Maybe someone has already done this: It would be interesting to develop a set of questions that better test for AGI as a benchmark. An example of what I think such a question would be I tested out on GPT 4o-mini #1. After asking the LLM how it solves new problems, I asked it to use this information to generate a question it could NOT solve #2. I then asked another instance of the LLM to solve the problem generated by #1 #3. I then asked another instance if the LLM's answer from #2 correctly solved the problem from #1 LLM #3 said that LLM #2 correctly answered LLM #1 question (I also agreed that it did). This means the LLM failed to generate a question it could not answer. This is maybe just one example of the type of automated questioning that could form an AGI benchmark...

@ayanchoudhary044 4 месяца назад

I think what that means is that LLMs are very good at system 1 thinking but not at system 2 thinking. For that we need further advancements in the field.

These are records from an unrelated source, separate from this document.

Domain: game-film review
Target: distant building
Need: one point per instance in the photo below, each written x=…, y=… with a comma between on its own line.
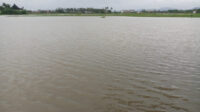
x=15, y=7
x=128, y=11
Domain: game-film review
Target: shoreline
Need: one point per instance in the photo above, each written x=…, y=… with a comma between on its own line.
x=189, y=15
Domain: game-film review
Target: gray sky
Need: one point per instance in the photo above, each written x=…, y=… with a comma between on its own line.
x=116, y=4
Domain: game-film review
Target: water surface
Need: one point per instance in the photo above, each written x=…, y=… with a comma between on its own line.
x=91, y=64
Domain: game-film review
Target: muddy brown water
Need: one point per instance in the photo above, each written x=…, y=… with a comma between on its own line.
x=91, y=64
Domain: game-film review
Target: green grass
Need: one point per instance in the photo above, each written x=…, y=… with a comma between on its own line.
x=125, y=14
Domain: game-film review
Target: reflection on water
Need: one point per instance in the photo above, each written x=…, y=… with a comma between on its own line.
x=90, y=64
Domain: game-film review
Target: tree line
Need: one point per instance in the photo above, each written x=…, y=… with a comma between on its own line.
x=76, y=10
x=14, y=9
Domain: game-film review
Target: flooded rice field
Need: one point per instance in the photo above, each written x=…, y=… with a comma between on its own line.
x=93, y=64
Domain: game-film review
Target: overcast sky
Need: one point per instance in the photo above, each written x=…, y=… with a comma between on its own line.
x=116, y=4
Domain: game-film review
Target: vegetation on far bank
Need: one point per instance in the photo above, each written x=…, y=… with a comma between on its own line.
x=7, y=9
x=124, y=14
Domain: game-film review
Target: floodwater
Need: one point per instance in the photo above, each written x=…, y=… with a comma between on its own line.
x=93, y=64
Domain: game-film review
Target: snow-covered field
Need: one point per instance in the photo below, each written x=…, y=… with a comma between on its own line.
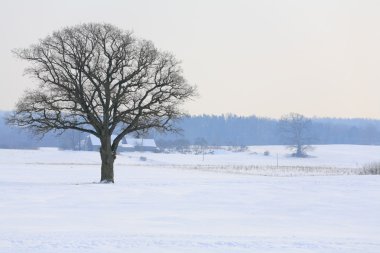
x=48, y=203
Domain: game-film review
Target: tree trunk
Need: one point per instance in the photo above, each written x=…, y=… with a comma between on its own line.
x=108, y=157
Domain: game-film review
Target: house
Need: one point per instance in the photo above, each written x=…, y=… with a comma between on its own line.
x=138, y=144
x=92, y=143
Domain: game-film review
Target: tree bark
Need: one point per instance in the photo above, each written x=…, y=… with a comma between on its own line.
x=108, y=157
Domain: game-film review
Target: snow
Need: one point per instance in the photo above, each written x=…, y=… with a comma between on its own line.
x=49, y=203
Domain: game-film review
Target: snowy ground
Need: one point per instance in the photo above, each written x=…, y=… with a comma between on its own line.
x=48, y=203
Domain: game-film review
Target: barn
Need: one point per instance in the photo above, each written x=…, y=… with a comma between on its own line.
x=92, y=143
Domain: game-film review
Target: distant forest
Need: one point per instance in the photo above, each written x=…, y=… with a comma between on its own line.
x=231, y=130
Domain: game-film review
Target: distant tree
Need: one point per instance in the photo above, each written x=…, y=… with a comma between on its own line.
x=100, y=80
x=295, y=129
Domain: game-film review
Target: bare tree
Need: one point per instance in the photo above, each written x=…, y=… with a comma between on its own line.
x=101, y=80
x=296, y=131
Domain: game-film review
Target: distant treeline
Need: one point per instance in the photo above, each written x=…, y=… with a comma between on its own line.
x=214, y=130
x=236, y=130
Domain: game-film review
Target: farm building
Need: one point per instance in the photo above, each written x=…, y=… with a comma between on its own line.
x=92, y=143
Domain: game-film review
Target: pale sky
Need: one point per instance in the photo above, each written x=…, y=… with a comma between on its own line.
x=268, y=58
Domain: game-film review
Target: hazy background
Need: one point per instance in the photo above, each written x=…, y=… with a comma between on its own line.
x=318, y=58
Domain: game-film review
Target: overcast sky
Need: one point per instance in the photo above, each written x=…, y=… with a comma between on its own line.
x=318, y=58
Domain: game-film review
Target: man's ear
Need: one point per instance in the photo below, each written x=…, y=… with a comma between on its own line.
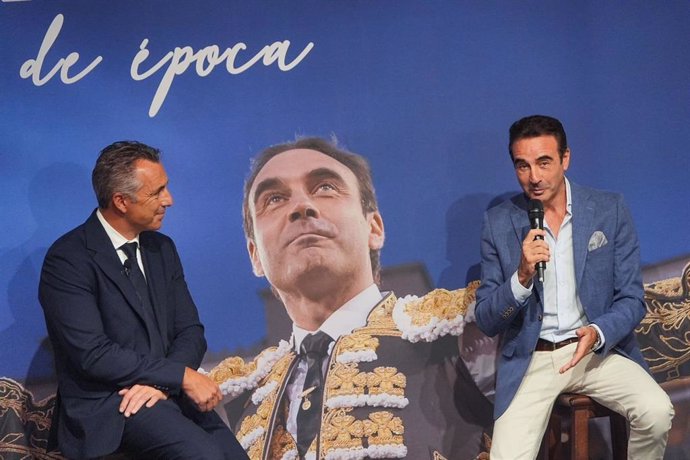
x=254, y=257
x=566, y=159
x=119, y=202
x=377, y=235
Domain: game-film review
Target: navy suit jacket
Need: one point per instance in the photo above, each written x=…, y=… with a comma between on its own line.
x=608, y=277
x=104, y=340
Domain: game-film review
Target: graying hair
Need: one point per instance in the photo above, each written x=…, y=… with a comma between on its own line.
x=114, y=170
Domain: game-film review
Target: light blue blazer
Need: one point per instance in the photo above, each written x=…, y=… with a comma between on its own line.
x=607, y=270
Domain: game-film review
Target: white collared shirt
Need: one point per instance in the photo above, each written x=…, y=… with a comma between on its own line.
x=563, y=312
x=352, y=315
x=118, y=240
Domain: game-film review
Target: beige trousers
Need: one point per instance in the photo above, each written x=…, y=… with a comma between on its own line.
x=614, y=381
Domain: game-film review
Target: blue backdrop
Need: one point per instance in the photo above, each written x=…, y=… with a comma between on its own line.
x=426, y=90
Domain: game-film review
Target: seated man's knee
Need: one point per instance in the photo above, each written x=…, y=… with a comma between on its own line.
x=656, y=414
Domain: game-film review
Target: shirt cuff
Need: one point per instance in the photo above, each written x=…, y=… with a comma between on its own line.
x=520, y=292
x=601, y=341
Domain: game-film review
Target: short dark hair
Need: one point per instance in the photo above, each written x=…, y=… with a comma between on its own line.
x=535, y=126
x=354, y=162
x=114, y=170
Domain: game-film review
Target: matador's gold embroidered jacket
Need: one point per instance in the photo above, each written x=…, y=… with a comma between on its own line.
x=394, y=388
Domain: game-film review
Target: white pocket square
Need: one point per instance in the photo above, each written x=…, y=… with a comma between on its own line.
x=597, y=240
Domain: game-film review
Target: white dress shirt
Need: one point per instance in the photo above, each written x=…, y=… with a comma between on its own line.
x=352, y=315
x=563, y=312
x=118, y=240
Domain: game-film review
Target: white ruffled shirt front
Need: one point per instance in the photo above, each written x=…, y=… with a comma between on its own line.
x=352, y=315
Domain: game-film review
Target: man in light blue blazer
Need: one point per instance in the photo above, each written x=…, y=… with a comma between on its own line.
x=571, y=330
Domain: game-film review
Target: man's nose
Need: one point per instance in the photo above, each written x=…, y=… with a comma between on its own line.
x=304, y=207
x=535, y=175
x=166, y=198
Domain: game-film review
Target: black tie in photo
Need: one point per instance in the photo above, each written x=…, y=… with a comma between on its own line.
x=135, y=275
x=314, y=349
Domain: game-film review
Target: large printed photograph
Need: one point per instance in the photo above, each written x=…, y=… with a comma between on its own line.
x=424, y=92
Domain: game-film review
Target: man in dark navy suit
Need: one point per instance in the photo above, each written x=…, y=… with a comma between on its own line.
x=125, y=330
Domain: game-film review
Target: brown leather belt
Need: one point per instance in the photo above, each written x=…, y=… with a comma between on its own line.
x=545, y=345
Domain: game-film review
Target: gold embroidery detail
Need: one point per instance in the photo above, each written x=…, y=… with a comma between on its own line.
x=668, y=319
x=357, y=342
x=264, y=412
x=383, y=428
x=341, y=431
x=345, y=380
x=439, y=303
x=231, y=368
x=386, y=380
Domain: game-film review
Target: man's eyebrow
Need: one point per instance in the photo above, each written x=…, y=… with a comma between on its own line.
x=158, y=190
x=324, y=173
x=266, y=184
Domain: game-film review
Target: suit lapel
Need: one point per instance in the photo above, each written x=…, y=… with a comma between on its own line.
x=583, y=223
x=153, y=266
x=105, y=255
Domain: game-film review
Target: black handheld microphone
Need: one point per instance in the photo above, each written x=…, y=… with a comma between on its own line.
x=536, y=220
x=128, y=266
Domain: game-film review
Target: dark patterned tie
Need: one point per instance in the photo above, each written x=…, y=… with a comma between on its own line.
x=135, y=275
x=314, y=349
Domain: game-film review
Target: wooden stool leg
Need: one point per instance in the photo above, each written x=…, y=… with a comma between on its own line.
x=579, y=434
x=619, y=436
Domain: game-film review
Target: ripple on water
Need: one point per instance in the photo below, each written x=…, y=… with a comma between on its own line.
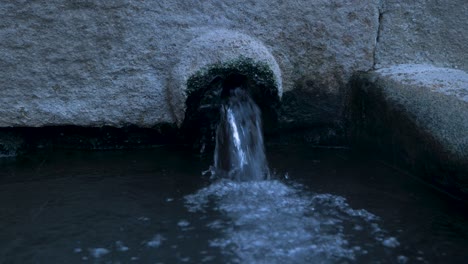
x=270, y=222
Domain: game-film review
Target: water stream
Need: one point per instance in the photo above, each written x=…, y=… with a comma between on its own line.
x=154, y=206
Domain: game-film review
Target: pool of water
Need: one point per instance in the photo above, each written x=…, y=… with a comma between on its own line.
x=155, y=206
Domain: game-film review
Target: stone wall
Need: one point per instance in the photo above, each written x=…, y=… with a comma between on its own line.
x=123, y=63
x=423, y=31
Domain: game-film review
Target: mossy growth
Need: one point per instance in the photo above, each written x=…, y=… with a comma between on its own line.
x=207, y=88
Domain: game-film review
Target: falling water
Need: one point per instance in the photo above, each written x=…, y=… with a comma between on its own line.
x=239, y=153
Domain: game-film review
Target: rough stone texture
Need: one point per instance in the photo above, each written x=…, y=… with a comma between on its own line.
x=418, y=115
x=111, y=62
x=423, y=31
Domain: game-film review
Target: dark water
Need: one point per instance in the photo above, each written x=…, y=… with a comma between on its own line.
x=154, y=206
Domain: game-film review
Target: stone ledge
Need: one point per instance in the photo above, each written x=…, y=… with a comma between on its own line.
x=418, y=116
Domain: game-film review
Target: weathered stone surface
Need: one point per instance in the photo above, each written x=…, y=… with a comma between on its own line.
x=112, y=62
x=423, y=31
x=418, y=115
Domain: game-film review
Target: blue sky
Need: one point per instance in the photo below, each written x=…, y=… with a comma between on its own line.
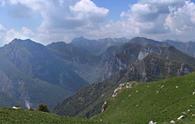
x=52, y=20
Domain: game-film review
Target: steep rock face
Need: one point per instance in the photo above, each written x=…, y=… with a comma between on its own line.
x=186, y=47
x=123, y=63
x=30, y=72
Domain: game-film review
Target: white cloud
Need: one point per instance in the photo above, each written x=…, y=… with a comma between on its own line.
x=66, y=19
x=88, y=7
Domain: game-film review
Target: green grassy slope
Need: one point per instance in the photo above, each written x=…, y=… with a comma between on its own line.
x=10, y=116
x=160, y=101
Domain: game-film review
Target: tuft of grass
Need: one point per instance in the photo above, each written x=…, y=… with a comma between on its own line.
x=160, y=101
x=10, y=116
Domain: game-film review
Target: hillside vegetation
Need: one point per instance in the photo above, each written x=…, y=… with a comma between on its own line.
x=10, y=116
x=160, y=101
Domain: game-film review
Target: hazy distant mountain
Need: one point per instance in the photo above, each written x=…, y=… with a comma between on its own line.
x=140, y=59
x=31, y=73
x=97, y=47
x=186, y=47
x=85, y=56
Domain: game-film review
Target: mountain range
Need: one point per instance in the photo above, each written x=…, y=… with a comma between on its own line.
x=84, y=72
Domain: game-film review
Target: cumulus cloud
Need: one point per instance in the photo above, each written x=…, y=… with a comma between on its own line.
x=66, y=19
x=61, y=20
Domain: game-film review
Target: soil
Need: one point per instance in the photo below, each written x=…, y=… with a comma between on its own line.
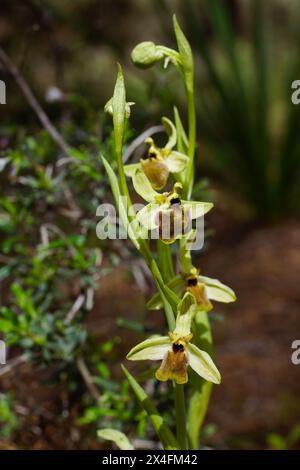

@benprytherch9202 2 месяца назад

I love Chollet. The case for "memorization" is overwhelming. First, it's what LLMs are designed to do! They learn to generate text by practicing guessing the next token on existing text. Beyond that, there are piles of research papers showing that LLMs perform much better on "cognitive" or "reasoning" tasks when the particulars look like what's in their training, as opposed to when the particulars are changed in ways that are arbitrary with respect to the task at hand. For instance, LLMs do a vastly better job at deciphering encrypted text that was created using a very popular algorithm vs. some slight variation on that algorithm. Performance on any task is strongly related to how often that task shows up in the training. Humans, on the other hand, can apply a general algorithm using very few examples, or sometimes just a set of instructions with no examples. Hmm...

@AlexanderMoen 3 месяца назад

eh, I don't buy these arguments so much. I lean toward what Dwarkesh brought up at the end: humans need templates and training as well. If you never taught a human how to read they won't just magically conjure it up without training, no matter how good they are at whatever else. If you provide an AI application a sufficient amount of templates, allow them to test and play around with both known and unknown ideas, and give them some ability to generalize, I think you've pretty much nailed intelligence (given sufficient memory, processing, etc) and will even get new and creative ideas. I think a lot of people who make counterarguments against the potential of machine intelligence have some sort of intangible and undefined thing sitting at the center of human intelligence. Just because we have some idea of how current AI built up to what it is, but cannot decompose human intelligence down to 100% intelligible parts, they seem to define this gap as insurmountable.

@jodiak 3 месяца назад

but the difference between you and I and an LLM is we can be shown a new example or "template" we've never seen before generally and be pretty good at reasoning about how to solve it, while this isn't the case with LLMs. For example even after consuming all known books on mathematics GPT3.5 still could not reverse a list of numbers until it was trained on hundreds of thousands of examples showing how to do it. I don't think we need to define intelligence in every aspect in order to replicate it but a key component of intelligence is being able to solve new problems that they haven't seen before which LLMs cannot currently do.

@ThePowerLover 3 месяца назад

@@jodiak Our training set is still very different to make comparisons like that.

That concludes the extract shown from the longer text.